You need to fix setLeftNode and setRightNode . Also, if you're using an IDE (such as Eclipse), you know all those places your IDE is showing yellow warning indicators? The ones where if you mouse over them, it says you're not using generics properly? If you had included the <E> s when the IDE was warning you about that, the compiler would have caught the bugs in setLeftNode and setRightNode for you.

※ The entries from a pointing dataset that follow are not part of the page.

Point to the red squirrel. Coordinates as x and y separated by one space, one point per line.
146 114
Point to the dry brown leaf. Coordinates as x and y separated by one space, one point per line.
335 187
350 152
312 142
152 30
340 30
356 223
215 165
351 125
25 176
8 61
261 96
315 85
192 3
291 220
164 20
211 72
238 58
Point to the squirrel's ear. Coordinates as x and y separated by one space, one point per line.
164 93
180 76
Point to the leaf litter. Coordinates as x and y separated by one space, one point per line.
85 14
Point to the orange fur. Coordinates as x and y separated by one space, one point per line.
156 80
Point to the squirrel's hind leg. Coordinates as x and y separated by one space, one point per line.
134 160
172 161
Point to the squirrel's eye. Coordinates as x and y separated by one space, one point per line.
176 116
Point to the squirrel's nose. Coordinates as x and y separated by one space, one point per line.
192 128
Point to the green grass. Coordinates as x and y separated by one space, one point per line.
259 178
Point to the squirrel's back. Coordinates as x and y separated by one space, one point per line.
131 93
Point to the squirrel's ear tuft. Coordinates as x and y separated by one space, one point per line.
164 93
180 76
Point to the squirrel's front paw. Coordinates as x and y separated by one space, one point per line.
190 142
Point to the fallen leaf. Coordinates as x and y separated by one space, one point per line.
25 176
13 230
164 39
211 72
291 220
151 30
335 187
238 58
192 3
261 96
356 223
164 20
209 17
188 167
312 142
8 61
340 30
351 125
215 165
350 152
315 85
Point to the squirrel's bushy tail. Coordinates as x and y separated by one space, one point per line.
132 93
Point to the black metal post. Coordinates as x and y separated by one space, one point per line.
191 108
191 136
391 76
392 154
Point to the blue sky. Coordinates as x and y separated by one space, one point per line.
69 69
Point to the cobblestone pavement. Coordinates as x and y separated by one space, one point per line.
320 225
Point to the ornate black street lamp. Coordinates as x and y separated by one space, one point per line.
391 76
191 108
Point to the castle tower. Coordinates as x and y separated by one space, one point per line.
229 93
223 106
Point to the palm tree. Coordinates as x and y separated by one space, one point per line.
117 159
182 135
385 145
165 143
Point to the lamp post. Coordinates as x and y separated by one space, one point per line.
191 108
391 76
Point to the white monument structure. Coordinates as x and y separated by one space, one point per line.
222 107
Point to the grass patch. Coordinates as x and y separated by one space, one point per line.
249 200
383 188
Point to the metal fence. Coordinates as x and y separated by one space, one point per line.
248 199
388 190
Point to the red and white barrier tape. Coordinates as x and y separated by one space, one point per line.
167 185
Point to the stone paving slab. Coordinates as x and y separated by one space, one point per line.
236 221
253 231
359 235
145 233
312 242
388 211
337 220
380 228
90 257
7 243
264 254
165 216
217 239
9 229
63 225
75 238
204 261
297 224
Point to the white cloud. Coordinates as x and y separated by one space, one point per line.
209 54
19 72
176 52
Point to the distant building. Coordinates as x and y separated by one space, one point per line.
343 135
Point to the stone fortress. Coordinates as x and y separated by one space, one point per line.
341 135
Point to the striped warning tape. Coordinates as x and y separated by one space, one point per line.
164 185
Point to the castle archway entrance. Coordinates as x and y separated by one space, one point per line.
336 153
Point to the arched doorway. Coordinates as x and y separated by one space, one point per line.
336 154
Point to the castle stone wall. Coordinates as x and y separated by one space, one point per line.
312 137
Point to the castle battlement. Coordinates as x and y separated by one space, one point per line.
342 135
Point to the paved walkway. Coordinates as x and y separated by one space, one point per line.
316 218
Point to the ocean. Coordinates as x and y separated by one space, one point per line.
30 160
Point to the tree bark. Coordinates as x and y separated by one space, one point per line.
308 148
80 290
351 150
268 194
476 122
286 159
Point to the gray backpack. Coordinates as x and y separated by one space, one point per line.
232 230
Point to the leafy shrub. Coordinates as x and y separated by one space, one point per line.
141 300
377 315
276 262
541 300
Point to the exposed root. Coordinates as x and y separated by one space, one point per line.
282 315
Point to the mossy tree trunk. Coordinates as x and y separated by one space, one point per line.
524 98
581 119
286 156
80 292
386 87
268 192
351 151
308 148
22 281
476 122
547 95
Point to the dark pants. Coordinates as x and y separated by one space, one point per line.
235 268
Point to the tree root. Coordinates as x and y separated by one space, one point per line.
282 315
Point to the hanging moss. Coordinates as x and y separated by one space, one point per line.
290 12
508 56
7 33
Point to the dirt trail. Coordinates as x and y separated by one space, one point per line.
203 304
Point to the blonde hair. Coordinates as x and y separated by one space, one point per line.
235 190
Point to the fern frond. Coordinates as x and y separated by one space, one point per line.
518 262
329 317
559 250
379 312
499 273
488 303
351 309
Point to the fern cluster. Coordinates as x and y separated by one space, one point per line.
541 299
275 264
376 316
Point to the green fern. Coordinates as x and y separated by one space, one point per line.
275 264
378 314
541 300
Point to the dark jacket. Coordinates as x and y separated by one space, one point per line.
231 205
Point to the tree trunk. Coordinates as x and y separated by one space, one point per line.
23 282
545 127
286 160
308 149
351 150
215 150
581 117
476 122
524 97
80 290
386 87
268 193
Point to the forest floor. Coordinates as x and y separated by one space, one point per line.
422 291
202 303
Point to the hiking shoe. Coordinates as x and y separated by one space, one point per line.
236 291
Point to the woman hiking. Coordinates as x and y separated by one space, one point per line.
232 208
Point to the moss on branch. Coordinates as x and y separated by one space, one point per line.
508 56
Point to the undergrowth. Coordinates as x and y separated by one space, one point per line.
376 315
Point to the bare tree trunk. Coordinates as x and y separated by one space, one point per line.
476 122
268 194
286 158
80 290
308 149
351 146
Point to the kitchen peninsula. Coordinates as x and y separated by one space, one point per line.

Not fresh on my Java, but I think you want to define BSTNode left and right node members like so:

public class BSTNode<E> {
   private E value;
   private BSTNode<E> leftNode=null;
   private BSTNode<E> rightNode=null;
}

Your setleft/right are actually wrong:

they should be:

public void setRightNode(BSTNode rootRight){
    this.rightNode=rootRight;
}
public void setLeftNode(BSTNode rootLeft){
    this.leftNode=rootLeft;
}

You already have a node - so you just need to set it. there is no need to create an extra node object.

Hint: if you look at the java warnings in your ide you will find that it complains that you should parameterize some of your values (always use BSTNode in all parts of BSTNode). Once you add it, it will tell you that it cannot conver BSTNode to E in you set*Node functions.